La place de la Pigarde est plus un élargissement de la chaussée qu'une véritable place. Mais elle bien connu des habitants du quartier pour son puits central qui alimente tout le pâté de maison alentour, ainsi que pour son orphelinat et sa vieille église.
De jour, l'endroit est animé. Entre les jeunes enfants qui courent en tous sens, les habitants qui viennent s'approvisionner en eau, les colporteurs et mendiants qui sont chassés par le père Frédérikson ou la sœur Anna, la vie résonne sur les pavés de la place. Mais la nuit, lorsque la lune est au plus haut dans l'obscurité, le clocher de la vieille église sonne la mi nuit et brise le silence quasi-surnaturel qui s'installe jusqu'au matin.
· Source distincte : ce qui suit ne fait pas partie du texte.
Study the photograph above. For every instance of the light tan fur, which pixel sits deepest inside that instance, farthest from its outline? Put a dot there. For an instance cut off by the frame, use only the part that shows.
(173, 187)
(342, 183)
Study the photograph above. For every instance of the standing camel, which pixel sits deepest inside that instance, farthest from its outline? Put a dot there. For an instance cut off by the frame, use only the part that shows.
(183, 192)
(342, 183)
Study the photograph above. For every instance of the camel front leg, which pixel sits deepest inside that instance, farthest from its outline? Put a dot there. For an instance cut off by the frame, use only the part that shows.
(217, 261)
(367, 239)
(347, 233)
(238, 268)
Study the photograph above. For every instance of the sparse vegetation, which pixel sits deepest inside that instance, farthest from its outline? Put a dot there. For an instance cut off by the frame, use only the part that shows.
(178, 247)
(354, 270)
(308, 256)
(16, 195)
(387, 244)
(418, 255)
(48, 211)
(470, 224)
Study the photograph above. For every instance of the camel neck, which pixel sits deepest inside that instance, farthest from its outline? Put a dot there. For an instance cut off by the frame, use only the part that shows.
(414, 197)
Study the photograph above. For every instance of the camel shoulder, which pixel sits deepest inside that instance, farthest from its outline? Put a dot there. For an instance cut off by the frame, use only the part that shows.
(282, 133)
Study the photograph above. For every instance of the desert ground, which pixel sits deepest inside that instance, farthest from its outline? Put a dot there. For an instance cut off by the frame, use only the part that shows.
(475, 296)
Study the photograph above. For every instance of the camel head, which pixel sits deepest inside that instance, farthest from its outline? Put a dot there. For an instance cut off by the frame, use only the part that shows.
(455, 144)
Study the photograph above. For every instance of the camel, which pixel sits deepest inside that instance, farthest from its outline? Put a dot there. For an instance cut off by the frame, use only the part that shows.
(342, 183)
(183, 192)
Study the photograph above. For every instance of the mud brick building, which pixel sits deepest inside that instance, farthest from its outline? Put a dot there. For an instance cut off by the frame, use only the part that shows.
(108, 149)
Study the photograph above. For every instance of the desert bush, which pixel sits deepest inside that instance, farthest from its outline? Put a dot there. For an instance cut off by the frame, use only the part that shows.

Voici une petite description des structures présentes dans et autour de la place.

Le puits. De vieille conception, le puits n'en reste pas moins fonctionnel. Tout en pierre, il délivre une eau potable de qualité à tous les habitants presque toute l'année. Presque, car le lendemain des nuits de pleine lune, l'eau du puits croupit et devient impropre à la consommation. Pour prévenir les habitants qui pourraient l'oublier, l'église sonne son tocsin pendant une demi-heure chaque nuit de pleine lune à partir de minuit. Les habitants sont grés au père Frédérikson de s'astreindre à une telle tâche mois après mois, mais ils aimeraient bien que l'église pense un peu plus au sommeil réparateur de ses voisins et moins aux maux d'estomacs de quelques étourdis. C'est d'ailleurs un sujet récurrent de dispute de voisinage, mais le responsable religieux n'en démord pas.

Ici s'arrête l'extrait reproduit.